Japan will start releasing treated radioactive water from the tsunami-hit Fukushima nuclear plant into the Pacific Ocean on Thursday, despite opposition from its neighbours.

The decision comes weeks after the UN's nuclear watchdog approved the plan.

Some 1.34 million tonnes of water - enough to fill 500 Olympic-size pools - have accumulated since the 2011 tsunami destroyed the plant.

The water will be released over 30 years after being filtered and diluted.

Authorities will request for the plant's operator to "promptly prepare" for the disposal to start on 24 Aug if weather and sea conditions are appropriate, Japan's Prime Minister Fumio Kishida said after a Cabinet meeting on Tuesday.

Mr Kishida had visited the plant on Sunday, prompting speculation that the release was imminent.

The government has said that releasing the water is a necessary step in the lengthy and costly process of decommissioning the plant, which sits on the country's east coast, about 220km (137 miles) north-east of the capital Tokyo.

Japan has been collecting and storing the contaminated water in tanks for more than a decade, but space is running out.

Media caption,

Watch: Shaimaa Khalil visits the treatment plant to see how it works

The 2011 tsunami, triggered by a magnitude 9.0 earthquake, is regarded as the world's worst nuclear disaster since Chernobyl.

Shortly after, authorities set up an exclusion zone which kept getting expanded as radiation leaked from the plant, forcing more than 150,000 people to evacuate from the area.

The plan to release water from the plant has caused alarm across Asia and the Pacific since it was approved by the Japanese government two years ago.

It had been signed off by the UN's nuclear watchdog, which concluded that the impact on people and the environment would be negligible, but fishermen in the region still fear that discharging the treated water will tarnish the reputation of their catch and affect their livelihoods.

Tepco has been filtering the water to remove more than 60 radioactive substances but the water will not be entirely radiation-free as it will still contain tritium and carbon-14, radioactive isotopes of hydrogen and carbon respectively that cannot be easily removed from water.

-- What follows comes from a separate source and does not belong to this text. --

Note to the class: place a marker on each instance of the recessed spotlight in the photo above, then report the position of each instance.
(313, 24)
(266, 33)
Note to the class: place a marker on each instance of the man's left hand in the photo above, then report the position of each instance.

But experts believe they are not a danger unless consumed in large quantities, because they emit very low levels of radiation.

The plan has caused uproar in neighbouring countries, with China the most vocal opponent. It accused Japan of treating the ocean like its "private sewer."

South Korea, however, has endorsed the plan, and has accused protesters of scaremongering.

People who live in and around Fukushima are also not convinced that the treated water will be safe and many fishermen in the country fear that the release will affect their livelihoods.

Both South Korea and China have banned fish imports from around Fukushima.